Vellalars converted to Christianity during the 17th century from nearby villages like Marungoor, Iraviputhur, Theroor, etc., and for marriage purposes they get relationship with Vadakkankulam, North Rajavoor, Kuruvinatham villages, because those vellalars are already in the faith of Christianity. Both the communities (Nadar and vellalar) are Roman Catholic, though there is no inter marriage due to strong cast sensitivity.

A church for Lady of Lourdes was built during the 17th century, but for some unknown reason, that church was left as it is and a new church for St. Ignatius was constructed and made into the parish church. Now the Old church is renovated and an infant Jesus statue kept inside for worship.

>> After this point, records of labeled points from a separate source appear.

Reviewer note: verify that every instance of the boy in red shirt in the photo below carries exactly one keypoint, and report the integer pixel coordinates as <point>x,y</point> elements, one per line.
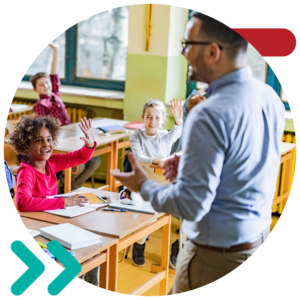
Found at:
<point>49,103</point>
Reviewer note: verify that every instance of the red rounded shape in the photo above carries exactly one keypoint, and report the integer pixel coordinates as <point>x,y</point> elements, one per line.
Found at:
<point>270,42</point>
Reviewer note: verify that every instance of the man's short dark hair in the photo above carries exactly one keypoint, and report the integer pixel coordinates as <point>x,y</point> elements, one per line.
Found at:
<point>220,33</point>
<point>37,76</point>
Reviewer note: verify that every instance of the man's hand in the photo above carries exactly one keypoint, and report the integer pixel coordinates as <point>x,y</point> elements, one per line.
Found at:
<point>177,111</point>
<point>170,168</point>
<point>89,134</point>
<point>134,179</point>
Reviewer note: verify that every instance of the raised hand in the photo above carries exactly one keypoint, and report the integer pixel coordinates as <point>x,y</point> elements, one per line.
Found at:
<point>89,134</point>
<point>132,180</point>
<point>177,111</point>
<point>170,168</point>
<point>76,200</point>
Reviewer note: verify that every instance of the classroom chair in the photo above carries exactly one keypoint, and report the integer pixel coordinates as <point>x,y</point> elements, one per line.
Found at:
<point>10,157</point>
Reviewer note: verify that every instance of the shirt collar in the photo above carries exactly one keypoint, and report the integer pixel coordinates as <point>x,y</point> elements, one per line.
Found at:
<point>240,75</point>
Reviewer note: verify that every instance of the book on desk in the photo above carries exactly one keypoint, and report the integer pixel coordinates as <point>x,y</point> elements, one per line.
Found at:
<point>74,211</point>
<point>112,129</point>
<point>71,236</point>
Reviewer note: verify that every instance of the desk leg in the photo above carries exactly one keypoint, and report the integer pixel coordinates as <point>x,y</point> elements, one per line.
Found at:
<point>68,180</point>
<point>114,165</point>
<point>104,273</point>
<point>287,180</point>
<point>113,269</point>
<point>165,253</point>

The other part of this village is South Ramanathichanputhur blessed with Saint Roch (Arokianathar) Church attached to Ramanathichanputhur Parish.

Ramanathichenputhoor has 100% literacy.

==Education==
There is a primary school named 'Little Flower School' in the village that also serves as a polling station.

A college named 'Lord Jegannath College of Education was established in the village in 2013.

==Demographics==

The people are mostly Roman Catholics and this parish belongs to the Kottar Diocese.

Before the state re-organisation was done, this village was the east border of South Thiruvithangoor.